I narrowed down the culprit on the string (or at least part of it)
scraped = '{"propertyNotes": [{"title": "Local Description", "text": "\u003Cp\u003EAPPS\u003C/p\u003E\n\n\u003Cp\u003EBig Island Revealed (comes as app or as a printed book)\u003C/p\u003E\n\n\u003Cp\u003EAloha Big Island\u003C/p\u003E\n\n\u003Cp\u003EBig Island\u003C/p\u003E\n\n\u003Cp\u003EBig Island Smart Maps (I like this one a lot)\u003C/p\u003E\n\n\u003Cp\u003EBig Island Adventures (includes videos)\u003C/p\u003E\n\n\u003Cp\u003EThe descriptions of beaches are helpful. Suitability for swimming, ease of access, etc. is included. Some beaches are great for picnics and scenic views, while others are suitable for swimming and snorkeling. Check before you go.\u003C/p\u003E"}]}'
scraped_raw = r'{"propertyNotes": [{"title": "Local Description", "text": "\u003Cp\u003EAPPS\u003C/p\u003E\n\n\u003Cp\u003EBig Island Revealed (comes as app or as a printed book)\u003C/p\u003E\n\n\u003Cp\u003EAloha Big Island\u003C/p\u003E\n\n\u003Cp\u003EBig Island\u003C/p\u003E\n\n\u003Cp\u003EBig Island Smart Maps (I like this one a lot)\u003C/p\u003E\n\n\u003Cp\u003EBig Island Adventures (includes videos)\u003C/p\u003E\n\n\u003Cp\u003EThe descriptions of beaches are helpful. Suitability for swimming, ease of access, etc. is included. Some beaches are great for picnics and scenic views, while others are suitable for swimming and snorkeling. Check before you go.\u003C/p\u003E"}]}'
data = json.loads(scraped_raw) #<= works
print(data["propertyNotes"])
failed = json.loads(scraped) #no work
print(failed["propertyNotes"])
Unfortunately, I cannot find a way for scrapy/splash to return the string as raw. So, somehow I need to have python interprets the string as raw while it is loading the json. Please help
Update:
What worked for that string was json.loads(str(data.encode('unicode_escape'), 'utf-8')) However, it didnt work with the larger string. The error I get doing this is JSONDecodeError: Invalid \escape on the larger json string
The problem exists because the string you're getting has escaped control characters which when interpreted by python become actual bytes when encoded (while this is not necessarily bad, we know that these escaped characters are control characters that json would not expect). Similar to Turn's answer, you need to interpret the string without interpreting the escaped values which is done using
json.loads(scraped.encode('unicode_escape'))

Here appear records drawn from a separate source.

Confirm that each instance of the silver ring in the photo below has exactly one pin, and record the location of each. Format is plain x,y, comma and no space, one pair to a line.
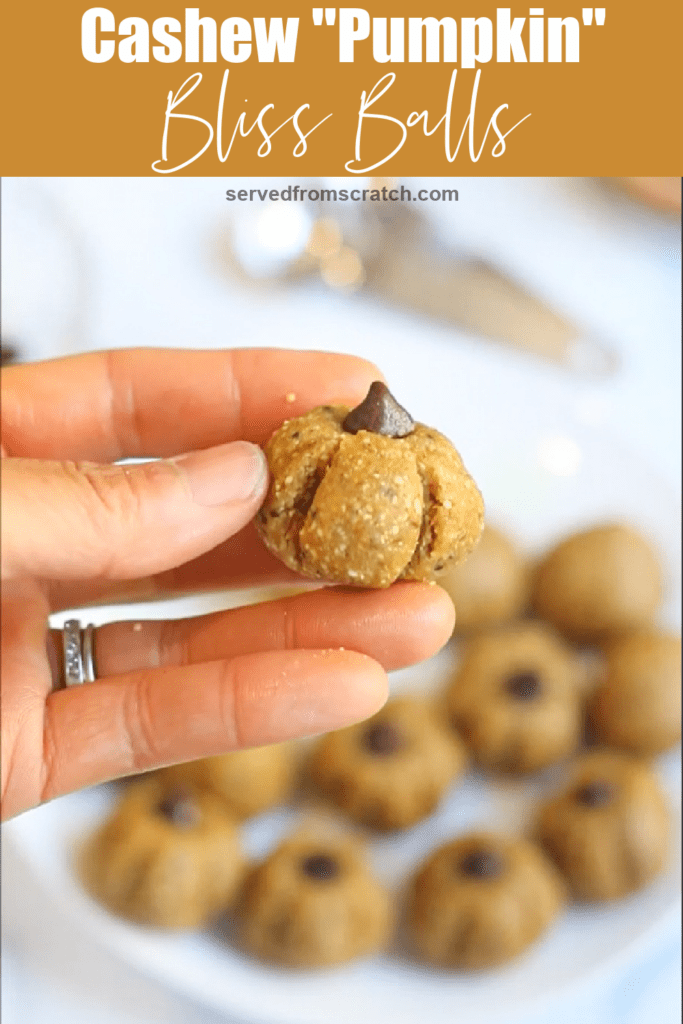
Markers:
89,653
78,651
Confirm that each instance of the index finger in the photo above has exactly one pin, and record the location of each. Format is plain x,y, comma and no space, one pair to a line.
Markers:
154,401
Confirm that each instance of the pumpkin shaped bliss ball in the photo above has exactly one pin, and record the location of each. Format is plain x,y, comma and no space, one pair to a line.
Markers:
366,497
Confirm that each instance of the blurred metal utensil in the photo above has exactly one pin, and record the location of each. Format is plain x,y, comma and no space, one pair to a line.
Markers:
391,250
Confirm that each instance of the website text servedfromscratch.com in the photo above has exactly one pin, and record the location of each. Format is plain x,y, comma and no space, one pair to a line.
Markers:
295,193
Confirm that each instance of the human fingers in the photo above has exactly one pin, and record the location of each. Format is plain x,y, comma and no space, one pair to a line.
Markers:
239,562
154,401
90,521
398,627
135,722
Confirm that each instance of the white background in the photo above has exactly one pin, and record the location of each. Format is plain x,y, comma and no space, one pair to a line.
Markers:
91,263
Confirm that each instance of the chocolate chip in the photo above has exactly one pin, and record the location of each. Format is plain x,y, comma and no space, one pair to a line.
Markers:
523,686
382,738
180,809
595,794
380,414
481,863
321,866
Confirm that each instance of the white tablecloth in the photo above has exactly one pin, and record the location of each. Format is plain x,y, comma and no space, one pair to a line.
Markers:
104,263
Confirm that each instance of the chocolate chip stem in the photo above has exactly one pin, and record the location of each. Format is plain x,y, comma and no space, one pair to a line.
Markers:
380,414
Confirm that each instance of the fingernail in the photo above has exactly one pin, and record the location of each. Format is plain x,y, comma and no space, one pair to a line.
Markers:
227,473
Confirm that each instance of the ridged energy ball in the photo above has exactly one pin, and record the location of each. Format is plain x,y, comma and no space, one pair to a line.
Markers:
367,497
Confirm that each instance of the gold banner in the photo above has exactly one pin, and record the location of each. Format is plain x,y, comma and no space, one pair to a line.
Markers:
155,88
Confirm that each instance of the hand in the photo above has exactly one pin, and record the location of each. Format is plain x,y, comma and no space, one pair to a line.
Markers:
75,531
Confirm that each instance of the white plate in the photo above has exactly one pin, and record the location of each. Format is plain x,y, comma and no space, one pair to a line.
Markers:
542,475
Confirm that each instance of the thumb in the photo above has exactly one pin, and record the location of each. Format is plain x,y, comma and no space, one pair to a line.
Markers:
67,520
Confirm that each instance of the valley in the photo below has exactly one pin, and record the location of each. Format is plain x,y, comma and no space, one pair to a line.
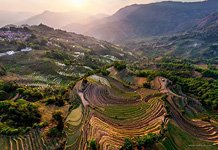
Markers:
153,84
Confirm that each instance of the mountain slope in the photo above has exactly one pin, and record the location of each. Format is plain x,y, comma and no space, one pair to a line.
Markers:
55,19
40,53
152,20
198,42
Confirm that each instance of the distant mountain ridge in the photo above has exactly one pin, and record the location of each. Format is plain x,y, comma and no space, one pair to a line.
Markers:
55,19
153,19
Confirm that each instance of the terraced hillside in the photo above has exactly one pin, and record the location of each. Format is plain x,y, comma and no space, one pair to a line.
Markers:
31,141
207,131
111,113
43,55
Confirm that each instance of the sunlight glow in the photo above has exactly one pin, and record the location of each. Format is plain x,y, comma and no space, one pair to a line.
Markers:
78,3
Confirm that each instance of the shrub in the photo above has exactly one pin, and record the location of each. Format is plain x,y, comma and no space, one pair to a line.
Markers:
93,145
128,144
105,72
147,85
53,132
120,65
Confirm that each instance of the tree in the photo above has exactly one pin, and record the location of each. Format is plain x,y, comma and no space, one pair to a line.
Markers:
128,144
58,117
93,145
120,65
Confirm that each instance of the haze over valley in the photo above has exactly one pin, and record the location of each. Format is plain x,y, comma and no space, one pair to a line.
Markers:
108,75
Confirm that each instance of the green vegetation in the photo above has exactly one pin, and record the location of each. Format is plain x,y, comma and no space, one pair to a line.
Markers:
125,112
128,144
120,65
143,142
177,138
17,117
93,145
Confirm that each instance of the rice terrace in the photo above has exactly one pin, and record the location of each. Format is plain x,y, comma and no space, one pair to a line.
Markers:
109,75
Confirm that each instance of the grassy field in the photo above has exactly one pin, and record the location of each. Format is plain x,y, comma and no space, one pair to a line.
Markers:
125,112
179,139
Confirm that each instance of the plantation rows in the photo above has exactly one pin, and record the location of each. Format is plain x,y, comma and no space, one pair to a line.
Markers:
31,141
198,128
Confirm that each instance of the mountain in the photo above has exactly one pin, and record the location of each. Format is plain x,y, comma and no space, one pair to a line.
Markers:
56,19
7,17
83,27
198,42
47,55
155,19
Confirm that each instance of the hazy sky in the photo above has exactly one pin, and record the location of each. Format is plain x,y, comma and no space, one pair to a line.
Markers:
88,6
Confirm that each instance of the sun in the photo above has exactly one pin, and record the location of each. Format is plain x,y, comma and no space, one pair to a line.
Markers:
78,2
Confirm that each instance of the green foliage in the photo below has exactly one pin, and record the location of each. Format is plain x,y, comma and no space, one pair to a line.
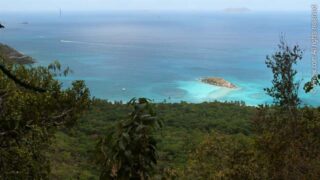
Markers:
221,156
286,141
29,118
130,151
284,89
311,84
185,126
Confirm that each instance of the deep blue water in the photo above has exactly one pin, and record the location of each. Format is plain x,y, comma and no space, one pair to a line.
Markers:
162,55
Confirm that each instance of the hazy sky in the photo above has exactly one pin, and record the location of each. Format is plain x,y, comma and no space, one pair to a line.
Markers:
94,5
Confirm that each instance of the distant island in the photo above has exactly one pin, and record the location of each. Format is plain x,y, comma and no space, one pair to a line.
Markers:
216,81
12,55
237,10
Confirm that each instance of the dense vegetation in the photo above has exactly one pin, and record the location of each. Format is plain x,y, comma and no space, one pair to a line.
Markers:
42,134
33,107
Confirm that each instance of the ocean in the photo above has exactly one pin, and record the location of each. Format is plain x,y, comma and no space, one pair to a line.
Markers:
162,55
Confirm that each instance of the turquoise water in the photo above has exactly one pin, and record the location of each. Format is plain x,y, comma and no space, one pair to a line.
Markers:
162,55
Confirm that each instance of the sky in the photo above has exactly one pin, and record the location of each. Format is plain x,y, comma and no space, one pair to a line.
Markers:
152,5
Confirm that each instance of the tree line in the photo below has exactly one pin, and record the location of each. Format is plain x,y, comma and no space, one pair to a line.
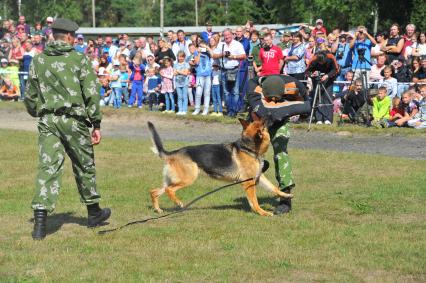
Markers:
142,13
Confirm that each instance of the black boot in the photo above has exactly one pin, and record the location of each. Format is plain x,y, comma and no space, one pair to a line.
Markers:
285,203
96,215
39,232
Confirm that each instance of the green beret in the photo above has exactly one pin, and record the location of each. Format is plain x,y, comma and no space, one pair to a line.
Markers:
64,25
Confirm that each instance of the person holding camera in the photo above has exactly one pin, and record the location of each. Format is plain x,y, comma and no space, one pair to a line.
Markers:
361,46
271,57
230,53
323,69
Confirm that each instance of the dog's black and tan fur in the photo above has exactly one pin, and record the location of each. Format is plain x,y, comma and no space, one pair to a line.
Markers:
232,162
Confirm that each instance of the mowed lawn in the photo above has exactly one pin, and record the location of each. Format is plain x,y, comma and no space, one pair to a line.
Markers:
356,218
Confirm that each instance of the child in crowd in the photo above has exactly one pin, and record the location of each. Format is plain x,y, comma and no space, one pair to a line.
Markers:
116,84
181,72
138,70
389,82
217,102
153,84
381,106
166,73
420,121
9,91
124,78
105,92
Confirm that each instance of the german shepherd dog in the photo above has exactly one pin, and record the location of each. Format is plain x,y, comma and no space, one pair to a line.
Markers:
237,161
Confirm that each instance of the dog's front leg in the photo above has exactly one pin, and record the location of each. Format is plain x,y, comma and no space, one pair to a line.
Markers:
266,184
250,189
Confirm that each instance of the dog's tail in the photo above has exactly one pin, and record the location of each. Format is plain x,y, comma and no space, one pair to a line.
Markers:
156,141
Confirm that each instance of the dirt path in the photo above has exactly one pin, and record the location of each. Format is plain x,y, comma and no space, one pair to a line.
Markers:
134,126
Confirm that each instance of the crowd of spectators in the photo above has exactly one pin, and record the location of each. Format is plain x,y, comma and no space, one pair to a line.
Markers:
210,71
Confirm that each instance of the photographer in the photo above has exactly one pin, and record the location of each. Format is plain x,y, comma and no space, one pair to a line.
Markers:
361,46
323,69
229,54
276,98
271,57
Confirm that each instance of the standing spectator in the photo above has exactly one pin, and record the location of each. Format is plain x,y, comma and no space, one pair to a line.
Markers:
182,44
217,102
166,73
80,46
206,35
230,53
271,57
296,58
376,69
419,76
410,33
319,28
47,31
203,69
21,21
115,84
343,54
138,70
26,61
163,51
394,44
38,43
362,43
389,82
181,75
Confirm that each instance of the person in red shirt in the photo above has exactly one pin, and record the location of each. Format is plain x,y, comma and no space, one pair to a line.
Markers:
319,28
271,57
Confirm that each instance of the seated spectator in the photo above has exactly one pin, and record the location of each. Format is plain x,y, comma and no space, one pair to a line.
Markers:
381,107
408,109
9,91
376,69
419,76
389,82
420,121
353,101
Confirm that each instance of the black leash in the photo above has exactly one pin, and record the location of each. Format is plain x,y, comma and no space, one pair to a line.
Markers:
174,212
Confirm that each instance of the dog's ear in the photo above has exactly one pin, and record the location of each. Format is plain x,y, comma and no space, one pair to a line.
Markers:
254,116
244,123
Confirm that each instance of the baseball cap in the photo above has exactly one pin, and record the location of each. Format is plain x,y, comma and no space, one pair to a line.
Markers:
273,86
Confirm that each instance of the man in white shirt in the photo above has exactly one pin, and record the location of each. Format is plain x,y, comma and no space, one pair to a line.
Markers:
229,54
182,44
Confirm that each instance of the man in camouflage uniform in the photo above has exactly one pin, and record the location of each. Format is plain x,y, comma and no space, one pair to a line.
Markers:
62,92
267,100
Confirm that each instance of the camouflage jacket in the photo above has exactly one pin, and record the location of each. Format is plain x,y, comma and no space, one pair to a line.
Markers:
62,81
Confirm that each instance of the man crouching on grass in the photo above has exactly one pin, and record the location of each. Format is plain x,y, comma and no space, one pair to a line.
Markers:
62,92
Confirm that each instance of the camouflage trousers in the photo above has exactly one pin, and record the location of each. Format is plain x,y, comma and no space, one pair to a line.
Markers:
279,139
59,135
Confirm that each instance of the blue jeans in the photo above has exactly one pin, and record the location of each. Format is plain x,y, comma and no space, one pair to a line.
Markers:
203,88
182,92
137,88
170,101
231,94
217,102
117,97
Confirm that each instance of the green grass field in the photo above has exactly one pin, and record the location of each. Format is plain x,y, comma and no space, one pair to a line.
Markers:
355,218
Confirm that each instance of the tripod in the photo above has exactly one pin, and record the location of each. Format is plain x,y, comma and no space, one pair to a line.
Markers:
320,90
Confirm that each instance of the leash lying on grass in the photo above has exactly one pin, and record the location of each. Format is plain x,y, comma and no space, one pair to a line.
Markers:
174,212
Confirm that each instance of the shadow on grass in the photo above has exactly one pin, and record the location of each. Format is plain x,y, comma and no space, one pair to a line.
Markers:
55,221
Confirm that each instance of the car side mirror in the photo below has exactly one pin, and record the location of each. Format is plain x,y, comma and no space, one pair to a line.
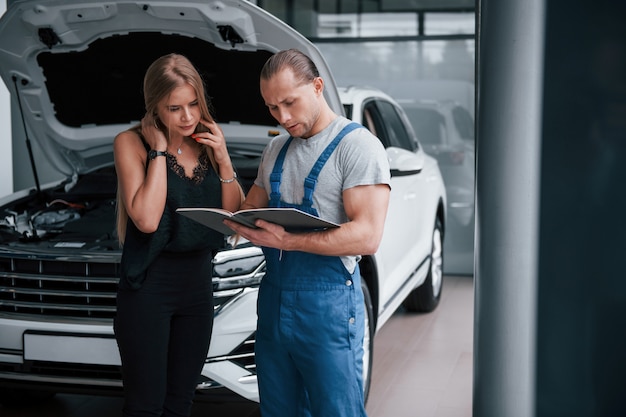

This works by encoding the contents as expected by the latin-1 encoding whilst interpreting any \u003 like escaped character as literally \u003 unless it's some sort of control character.
If my understanding is correct however, you may not want this because you then lose the escaped control characters so the data might not be the same as the original.
You can see this in action by noticing that the control chars disappear after converting the encoded string back to a normal python string:
scraped.encode('unicode_escape').decode('utf-8')
If you want to keep the control characters you're going to have to attempt to escape the strings before loading them.
If you are using Python 3.6 or later I think you can get this to work with
json.loads(scraped.encode('unicode_escape'))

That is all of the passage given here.